Decomposition of the Total Electromagnetic Momentum in a Linear Dielectric into Field and Matter Components

TL;DR

This paper resolves the Abraham--Minkowski controversy by deriving a microscopic model of a linear dielectric, showing that both energy and momentum are purely electromagnetic without matter contributions.

Contribution

It provides a microscopic derivation of the electromagnetic momentum decomposition in a linear dielectric, clarifying the nature of energy and momentum.

Findings

Energy and momentum are entirely electromagnetic in a simple linear dielectric.

The dielectric can be modeled as driven harmonic oscillators producing polarization.

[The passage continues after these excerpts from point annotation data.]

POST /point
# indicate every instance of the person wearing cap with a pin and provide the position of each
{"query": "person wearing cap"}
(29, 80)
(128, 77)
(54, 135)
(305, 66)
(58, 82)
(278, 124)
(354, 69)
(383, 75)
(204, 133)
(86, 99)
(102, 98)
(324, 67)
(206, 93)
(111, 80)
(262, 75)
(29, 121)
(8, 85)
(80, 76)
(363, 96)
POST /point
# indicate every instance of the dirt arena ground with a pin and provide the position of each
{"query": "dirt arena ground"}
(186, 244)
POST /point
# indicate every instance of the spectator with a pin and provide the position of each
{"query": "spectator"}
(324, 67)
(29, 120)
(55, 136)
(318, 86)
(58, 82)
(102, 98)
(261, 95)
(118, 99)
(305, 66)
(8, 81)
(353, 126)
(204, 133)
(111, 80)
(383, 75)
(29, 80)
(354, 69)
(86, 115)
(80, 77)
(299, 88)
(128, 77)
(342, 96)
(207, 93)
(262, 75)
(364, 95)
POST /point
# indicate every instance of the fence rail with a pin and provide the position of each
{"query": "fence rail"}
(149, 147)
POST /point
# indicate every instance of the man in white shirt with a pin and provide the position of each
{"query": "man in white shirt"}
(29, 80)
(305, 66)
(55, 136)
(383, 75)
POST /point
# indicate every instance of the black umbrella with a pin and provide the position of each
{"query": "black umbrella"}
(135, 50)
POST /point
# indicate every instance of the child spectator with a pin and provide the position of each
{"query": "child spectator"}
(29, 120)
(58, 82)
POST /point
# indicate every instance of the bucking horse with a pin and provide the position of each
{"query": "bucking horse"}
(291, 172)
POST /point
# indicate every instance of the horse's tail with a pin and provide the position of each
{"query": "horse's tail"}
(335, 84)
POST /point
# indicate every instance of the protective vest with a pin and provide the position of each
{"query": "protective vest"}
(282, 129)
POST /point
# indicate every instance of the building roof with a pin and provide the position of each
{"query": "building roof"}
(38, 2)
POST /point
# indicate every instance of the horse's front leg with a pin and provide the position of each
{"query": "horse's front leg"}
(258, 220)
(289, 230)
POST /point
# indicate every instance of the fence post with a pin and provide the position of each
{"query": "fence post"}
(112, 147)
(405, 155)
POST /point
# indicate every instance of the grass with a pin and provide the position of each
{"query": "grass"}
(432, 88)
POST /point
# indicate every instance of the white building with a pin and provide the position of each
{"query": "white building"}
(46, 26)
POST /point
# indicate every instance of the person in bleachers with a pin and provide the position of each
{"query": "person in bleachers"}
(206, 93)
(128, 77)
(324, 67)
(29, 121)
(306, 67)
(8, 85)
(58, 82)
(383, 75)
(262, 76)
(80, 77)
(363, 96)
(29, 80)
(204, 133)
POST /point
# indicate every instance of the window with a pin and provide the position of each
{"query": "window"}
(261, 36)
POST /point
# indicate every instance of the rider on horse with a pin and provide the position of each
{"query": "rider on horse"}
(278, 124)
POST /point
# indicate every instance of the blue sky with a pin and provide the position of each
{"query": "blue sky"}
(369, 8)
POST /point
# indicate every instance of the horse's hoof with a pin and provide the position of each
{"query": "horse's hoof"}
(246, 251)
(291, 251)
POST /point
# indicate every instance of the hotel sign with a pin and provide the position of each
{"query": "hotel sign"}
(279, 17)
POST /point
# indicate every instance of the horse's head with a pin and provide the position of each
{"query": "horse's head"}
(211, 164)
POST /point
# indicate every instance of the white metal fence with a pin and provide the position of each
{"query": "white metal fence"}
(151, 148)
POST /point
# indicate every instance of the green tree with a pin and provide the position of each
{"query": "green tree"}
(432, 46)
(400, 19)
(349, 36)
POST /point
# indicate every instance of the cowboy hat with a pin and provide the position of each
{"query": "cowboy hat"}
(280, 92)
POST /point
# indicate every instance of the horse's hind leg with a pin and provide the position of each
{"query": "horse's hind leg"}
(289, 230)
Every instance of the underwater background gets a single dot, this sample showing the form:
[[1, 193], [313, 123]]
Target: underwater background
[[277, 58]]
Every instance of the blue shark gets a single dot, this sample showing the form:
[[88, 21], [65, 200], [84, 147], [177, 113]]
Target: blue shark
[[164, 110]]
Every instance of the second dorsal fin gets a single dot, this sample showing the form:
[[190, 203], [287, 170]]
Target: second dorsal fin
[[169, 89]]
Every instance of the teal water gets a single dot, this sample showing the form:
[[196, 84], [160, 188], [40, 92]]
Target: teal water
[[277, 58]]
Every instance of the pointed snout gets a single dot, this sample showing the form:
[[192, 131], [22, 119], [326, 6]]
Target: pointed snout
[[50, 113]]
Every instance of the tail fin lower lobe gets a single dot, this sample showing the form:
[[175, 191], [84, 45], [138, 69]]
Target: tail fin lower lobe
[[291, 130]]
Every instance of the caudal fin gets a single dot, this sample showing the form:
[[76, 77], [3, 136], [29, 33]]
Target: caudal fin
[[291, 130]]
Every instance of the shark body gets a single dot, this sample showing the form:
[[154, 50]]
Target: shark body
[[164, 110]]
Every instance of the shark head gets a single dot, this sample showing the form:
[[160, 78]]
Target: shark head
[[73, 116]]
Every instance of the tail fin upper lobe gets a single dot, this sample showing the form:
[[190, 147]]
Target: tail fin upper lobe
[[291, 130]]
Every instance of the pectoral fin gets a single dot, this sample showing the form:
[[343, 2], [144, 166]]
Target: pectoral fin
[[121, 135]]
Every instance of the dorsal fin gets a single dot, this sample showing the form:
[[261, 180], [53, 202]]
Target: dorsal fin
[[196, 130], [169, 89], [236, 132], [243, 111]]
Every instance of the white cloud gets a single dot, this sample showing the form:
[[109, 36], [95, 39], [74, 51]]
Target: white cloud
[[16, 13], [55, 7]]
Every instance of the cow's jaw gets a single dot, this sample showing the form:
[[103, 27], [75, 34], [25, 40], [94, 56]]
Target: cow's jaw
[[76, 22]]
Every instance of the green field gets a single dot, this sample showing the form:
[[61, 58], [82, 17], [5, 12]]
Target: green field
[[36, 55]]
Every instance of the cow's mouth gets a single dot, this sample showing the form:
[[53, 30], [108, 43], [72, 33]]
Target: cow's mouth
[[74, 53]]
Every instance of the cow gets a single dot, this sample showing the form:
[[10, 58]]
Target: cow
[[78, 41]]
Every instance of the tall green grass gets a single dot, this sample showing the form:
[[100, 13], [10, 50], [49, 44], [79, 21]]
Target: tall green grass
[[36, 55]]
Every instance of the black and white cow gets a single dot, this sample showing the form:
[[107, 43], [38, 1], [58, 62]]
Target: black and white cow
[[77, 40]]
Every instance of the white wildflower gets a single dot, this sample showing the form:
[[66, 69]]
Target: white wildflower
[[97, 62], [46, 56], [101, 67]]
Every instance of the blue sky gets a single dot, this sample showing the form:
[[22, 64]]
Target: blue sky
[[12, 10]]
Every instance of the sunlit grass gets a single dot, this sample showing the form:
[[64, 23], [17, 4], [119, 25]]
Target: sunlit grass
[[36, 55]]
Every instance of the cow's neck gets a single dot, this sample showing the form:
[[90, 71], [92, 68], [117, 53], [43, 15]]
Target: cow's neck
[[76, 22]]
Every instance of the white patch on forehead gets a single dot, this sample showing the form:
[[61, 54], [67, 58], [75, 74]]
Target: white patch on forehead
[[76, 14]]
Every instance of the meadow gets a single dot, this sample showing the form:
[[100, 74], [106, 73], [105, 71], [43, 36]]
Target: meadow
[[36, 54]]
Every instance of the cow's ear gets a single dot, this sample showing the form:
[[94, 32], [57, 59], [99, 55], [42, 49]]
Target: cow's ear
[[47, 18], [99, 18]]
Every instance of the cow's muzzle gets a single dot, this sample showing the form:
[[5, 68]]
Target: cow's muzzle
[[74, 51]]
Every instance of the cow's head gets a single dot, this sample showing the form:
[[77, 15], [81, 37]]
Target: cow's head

The macroscopic fields travel as a combined electromagnetic pulse.

Abstract

The long-standing resolution of the Abraham--Minkowski electromagnetic momentum controversy is predicated on a decomposition of the total momentum of a closed continuum electrodynamic system into separate field and matter components. Using a microscopic model of a simple linear dielectric, we derive Lagrangian equations of motion for the electric dipoles and show that the dielectric can be treated as a collection of stationary simple harmonic oscillators that are driven by the electric field and produce a polarization field in response. The macroscopic energy and momentum are defined in terms of the electric, magnetic, and polarization fields that travel through the dielectric together as a pulse of electromagnetic radiation. We conclude that both the macroscopic energy and the macroscopic momentum are entirely electromagnetic in nature for a simple linear dielectric in the absence of significant reflections.